Reputation: 266
I am going through a large CSV file line by line. What I want to do is count occurrences of the strings in a certain column. Where I am running into trouble is that I would like the counter to be nested inside of a dictionary, where the keys for the outer dictionary is the value from another column. I need to do this or else the data will be processed incorrectly as there are duplicates.
imagine my CSV:
outerDictKey CounterKey
apple purple
apple blue
pear purple
So basically I want:
dictionary = { apple:
counter({blue: 1
purple: 1})
pear:
counter({purple: 1})
}
I wasnt sure how to do this.
myCounter = Counter()
myKey = 'barbara'
counterKey = 'streisand'
largeDict = defaultdict(dict)
largeDict[myKey] = {myCounter[counterKey] += 1}
Intuitively this looks like it wouldnt work, and of course it gives a syntax error.
I also tried
largeDict[myKey][myCounter][counterKey]+=1
Which throws a "TypeError: unhashable type: 'Counter'" error.
Finally
>>> largeDict[myKey]=Counter()
>>> largeDict[myKey][myCounter][counterKey]+=1
Which still gives a type error. So how do I increment a Counter nested in a dictionary?
Upvotes: 2
Views: 3583
Reputation: 49826
This will work:
myCounter = Counter()
largedict = { myKey:
{counterKey: myCounter
anotherKey: Value2}
}
largedict[myKey][counterKey]['somethingyouwanttocount']+=1
Counter
is just a dict with some extra functionality. However, as a dict, it cannot be a key in a dict, nor an entry in a set, which explains the unhashable exception.

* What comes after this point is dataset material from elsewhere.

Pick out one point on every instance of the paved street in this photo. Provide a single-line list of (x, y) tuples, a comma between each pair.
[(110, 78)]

Alternatively, if you're keeping track of information about coherent entities, rather than using nested dicts
, you could store the information (including the counter) in objects, and put the objects in a dict
as necessary.
If every value is a counter, then just use defaultdict:
from collections import defaultdict, Counter
largedict = defaultdict(Counter)
largedict['apple']['purple']+=1
Upvotes: 7
Reputation: 239473
If you just want to count occurrences of the strings in a certain column
, wouldnt this be enough
import collections
data = "Welcome to stack overflow. To give is to get."
print collections.Counter(data.split())
Output
Counter({'to': 2, 'give': 1, 'get.': 1, 'is': 1, 'Welcome': 1, 'To': 1, 'overflow.': 1, 'stack': 1})
Upvotes: 1